Xi Jinping’s promotion signals a cold war with China

Peter Beinart proclaims that “the Trump administration is preparing for a new Cold War.” Against whom? Against Russia and China.

The left can’t seem to make up its mind. Is President Trump a tool of Putin or an anti-Russia cold warrior?

I say he’s neither. Instead, I think Trump is slowly recognizing, as President Obama never seemed to, that Russia and China are waging a Cold War against us, and is beginning to respond accordingly.

This time around, China is the stronger of our two adversaries. And it signaled its determination to escalate its Cold War against the U.S. when Xi Jinping became, in effect, dictator for life.

As the New York Times puts it:

Rather than beginning a final term next month as a lame duck, Mr. Xi will govern with new authority to pursue his agenda of making China a global power even if it risks putting Beijing in conflict with Washington and triggering a new Cold War after 40 years of mutual engagement. . . .

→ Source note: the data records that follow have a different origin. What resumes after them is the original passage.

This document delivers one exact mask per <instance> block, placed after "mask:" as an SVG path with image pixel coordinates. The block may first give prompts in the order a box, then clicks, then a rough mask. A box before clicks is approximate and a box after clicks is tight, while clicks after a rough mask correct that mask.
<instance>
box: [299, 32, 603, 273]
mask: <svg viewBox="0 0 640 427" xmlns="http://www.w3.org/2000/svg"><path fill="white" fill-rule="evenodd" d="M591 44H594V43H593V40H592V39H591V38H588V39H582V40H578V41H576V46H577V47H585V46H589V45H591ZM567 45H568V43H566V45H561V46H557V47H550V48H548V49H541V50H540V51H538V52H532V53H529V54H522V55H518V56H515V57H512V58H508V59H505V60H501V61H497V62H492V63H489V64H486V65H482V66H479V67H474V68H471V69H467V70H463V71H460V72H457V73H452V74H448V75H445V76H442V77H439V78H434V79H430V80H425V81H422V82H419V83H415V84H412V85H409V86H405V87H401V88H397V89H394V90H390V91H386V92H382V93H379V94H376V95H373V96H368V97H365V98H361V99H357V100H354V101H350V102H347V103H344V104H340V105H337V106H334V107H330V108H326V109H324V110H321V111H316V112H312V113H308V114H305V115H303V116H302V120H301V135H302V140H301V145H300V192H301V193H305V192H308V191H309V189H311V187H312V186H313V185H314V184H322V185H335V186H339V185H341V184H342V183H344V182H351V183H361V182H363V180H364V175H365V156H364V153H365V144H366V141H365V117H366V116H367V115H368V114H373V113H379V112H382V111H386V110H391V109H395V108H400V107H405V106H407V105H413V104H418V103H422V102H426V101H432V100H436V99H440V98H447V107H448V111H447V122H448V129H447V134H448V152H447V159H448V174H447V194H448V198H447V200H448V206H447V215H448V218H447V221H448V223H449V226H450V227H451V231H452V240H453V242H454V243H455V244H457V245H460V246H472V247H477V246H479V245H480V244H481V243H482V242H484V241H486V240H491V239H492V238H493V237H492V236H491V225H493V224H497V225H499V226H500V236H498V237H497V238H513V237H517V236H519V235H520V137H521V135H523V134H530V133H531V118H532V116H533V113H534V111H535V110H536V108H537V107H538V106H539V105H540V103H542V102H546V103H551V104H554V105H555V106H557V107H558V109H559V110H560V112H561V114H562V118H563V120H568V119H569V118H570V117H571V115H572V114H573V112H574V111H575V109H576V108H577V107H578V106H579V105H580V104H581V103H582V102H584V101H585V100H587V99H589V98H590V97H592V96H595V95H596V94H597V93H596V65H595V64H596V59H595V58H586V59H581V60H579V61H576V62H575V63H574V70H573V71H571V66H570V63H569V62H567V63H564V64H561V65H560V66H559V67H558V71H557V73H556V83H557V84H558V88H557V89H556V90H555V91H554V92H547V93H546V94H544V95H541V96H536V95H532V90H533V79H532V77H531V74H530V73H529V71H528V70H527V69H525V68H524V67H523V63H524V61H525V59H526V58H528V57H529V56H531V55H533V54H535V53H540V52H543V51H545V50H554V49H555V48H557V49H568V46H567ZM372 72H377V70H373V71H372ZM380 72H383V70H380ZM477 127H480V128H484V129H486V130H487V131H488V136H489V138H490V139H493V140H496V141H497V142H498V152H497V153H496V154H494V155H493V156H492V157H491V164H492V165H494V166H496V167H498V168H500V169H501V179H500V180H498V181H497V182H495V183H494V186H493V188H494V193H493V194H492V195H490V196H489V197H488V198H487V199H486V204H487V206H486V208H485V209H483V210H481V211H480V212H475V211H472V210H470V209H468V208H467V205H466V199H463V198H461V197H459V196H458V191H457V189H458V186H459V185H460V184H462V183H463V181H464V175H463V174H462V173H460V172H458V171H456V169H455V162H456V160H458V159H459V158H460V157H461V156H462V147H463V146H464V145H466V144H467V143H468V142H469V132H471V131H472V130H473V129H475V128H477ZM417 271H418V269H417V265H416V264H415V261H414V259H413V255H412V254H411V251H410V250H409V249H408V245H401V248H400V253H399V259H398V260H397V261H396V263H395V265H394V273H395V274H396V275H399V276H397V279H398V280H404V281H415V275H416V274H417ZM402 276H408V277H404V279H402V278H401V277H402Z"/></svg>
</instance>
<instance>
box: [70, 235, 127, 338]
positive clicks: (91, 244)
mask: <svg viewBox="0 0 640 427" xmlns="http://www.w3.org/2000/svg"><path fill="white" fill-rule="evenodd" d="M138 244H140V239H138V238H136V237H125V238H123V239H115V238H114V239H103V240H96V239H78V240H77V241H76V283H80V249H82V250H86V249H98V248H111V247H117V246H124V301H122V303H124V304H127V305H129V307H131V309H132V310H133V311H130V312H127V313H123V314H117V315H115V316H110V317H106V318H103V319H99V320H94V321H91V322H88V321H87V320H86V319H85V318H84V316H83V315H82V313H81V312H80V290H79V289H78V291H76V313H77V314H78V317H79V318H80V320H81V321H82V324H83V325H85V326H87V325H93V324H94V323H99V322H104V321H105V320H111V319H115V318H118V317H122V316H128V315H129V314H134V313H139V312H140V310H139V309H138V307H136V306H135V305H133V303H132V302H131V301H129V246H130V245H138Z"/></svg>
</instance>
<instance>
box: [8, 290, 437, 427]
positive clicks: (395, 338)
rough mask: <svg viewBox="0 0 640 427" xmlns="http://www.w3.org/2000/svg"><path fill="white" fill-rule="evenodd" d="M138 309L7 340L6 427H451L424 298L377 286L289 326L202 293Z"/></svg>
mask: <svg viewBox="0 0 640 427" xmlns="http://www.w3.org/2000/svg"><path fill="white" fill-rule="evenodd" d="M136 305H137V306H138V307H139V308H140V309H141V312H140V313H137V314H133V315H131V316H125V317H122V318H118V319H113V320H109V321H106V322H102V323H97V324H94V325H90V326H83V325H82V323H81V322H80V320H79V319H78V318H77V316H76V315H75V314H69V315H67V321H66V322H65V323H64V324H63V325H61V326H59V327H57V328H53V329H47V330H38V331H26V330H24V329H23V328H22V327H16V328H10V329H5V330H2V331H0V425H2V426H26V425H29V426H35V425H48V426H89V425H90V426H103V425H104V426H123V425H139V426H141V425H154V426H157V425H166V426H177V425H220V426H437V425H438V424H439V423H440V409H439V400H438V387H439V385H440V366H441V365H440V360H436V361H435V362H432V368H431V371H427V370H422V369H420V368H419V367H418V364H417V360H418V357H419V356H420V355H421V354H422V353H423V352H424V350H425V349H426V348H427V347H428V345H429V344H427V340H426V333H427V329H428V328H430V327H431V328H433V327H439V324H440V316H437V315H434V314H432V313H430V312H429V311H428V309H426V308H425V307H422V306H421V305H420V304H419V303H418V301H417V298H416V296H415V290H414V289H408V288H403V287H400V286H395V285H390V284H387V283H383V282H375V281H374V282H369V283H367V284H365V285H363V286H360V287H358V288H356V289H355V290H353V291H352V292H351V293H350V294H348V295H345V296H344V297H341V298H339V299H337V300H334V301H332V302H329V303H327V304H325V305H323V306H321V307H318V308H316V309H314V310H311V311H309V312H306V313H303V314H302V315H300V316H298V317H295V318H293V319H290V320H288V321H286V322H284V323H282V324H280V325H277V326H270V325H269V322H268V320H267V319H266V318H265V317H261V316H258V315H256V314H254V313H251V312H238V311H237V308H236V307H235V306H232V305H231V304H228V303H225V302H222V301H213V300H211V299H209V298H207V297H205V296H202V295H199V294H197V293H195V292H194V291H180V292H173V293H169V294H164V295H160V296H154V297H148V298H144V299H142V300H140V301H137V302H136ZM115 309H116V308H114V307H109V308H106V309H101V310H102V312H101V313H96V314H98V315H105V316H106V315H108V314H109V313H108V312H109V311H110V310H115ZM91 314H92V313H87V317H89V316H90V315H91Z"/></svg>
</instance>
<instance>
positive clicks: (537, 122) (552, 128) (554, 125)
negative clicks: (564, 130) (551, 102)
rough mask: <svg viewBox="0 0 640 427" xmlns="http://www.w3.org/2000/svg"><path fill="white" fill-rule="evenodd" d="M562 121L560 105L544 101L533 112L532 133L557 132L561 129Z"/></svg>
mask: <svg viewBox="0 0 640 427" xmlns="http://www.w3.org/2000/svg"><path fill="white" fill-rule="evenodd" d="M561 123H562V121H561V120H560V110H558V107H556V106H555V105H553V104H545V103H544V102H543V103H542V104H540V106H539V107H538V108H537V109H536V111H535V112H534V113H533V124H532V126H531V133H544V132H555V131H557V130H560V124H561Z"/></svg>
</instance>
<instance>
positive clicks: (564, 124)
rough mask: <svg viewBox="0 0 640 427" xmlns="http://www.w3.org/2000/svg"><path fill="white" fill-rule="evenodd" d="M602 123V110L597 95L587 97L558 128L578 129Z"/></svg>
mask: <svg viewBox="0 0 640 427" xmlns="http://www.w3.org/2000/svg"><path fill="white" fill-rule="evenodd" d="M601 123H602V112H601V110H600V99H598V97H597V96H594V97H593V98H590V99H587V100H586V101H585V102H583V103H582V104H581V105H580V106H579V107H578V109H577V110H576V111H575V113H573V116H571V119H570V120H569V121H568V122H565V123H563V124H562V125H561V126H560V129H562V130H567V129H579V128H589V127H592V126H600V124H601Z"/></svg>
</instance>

Cui Liru, the former president of a think tank under the Ministry of State Security that often reflects Chinese government thinking, puts it this way:

In the Asia-Pacific, the dominant role of the United States in a political and military sense will have to be readjusted. It doesn’t mean U.S. interests must be sacrificed. But if the U.S. insists on a dominant role forever, that’s a problem.

A problem in what sense? China has thrived economically under the status quo. It has benefited from favorable trade deals with the U.S. And the U.S. certainly has not used its political and military power to engage in aggression against China or anyone else in the region.

The problem for China is that the U.S. stands in the way of Chinese aggression and visions of regional, and indeed global, domination. Hugh White, a scholar and former defense official in Australia, explains:

It is now clear Xi’s agenda to rebuild an Asian order with China at its center is here to stay. I think Xi is impatient. He wants China to be the predominant power in the Western Pacific. He wants to do it himself and for it to go down in history as his achievement. That makes him formidable.

According to the Times, Chinese leaders view the U.S. as a superpower in decline. They doubt that we have the will to compete economically or militarily with China in Asia.

Their doubt is well-founded. The Democrats don’t have the stomach to compete with China and until recently, Trump’s willingness to do so seemed to consist only of engaging in a trade war.

That’s changed, as Beinart says. But Trump is not a dictator and he won’t be president for more than the next seven years.

If China fails in its quest to dominate Asia, and indeed the globe, it probably won’t be due to sustained U.S. resistance. Rather, it will be down to inherent weaknesses in the Chinese system manifested, for example, by Xi’s ascension to dictator for life.